最大の障害だった、米国の東南アジア友好協力条約への署名は先般実現した。米国をいれることの重要性は、災害派遣や海洋安全保障における米海軍の存在感ひとつとっても明らかだ。

海洋に隔てられ、そして結び付けられているアジア・太平洋諸国が、この地域で最も大きな海洋国家を無視した枠組みを作っても意味がない。
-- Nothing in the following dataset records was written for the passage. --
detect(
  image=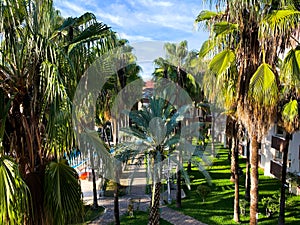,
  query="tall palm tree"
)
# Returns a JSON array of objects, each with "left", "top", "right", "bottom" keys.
[
  {"left": 153, "top": 41, "right": 203, "bottom": 208},
  {"left": 278, "top": 46, "right": 300, "bottom": 225},
  {"left": 0, "top": 0, "right": 117, "bottom": 224},
  {"left": 197, "top": 1, "right": 299, "bottom": 224}
]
非伝統的課題としてアセアン諸国も重視する海賊行為、人身売買、麻薬取引なども海洋を舞台とすることが多いのだ。

また、昨今は中国の海軍力増強がことさら話題になるが、米国を加えた東アジア首脳会談のメカニズムは、米国、中国、日本、インド、豪州など地域の主要な海洋大国を含めており、今後、有効な信頼醸成を計っていくために有効な場となりえる。

東アジア首脳会談を中心にした枠組みを中心にすえることに合意が形成されたとしても、アセアン地域フォーラムを即時撤廃する必要はなく、災害派遣のための合同演習や軍事の透明性を確保するための手立てを確認する場として残せばよい。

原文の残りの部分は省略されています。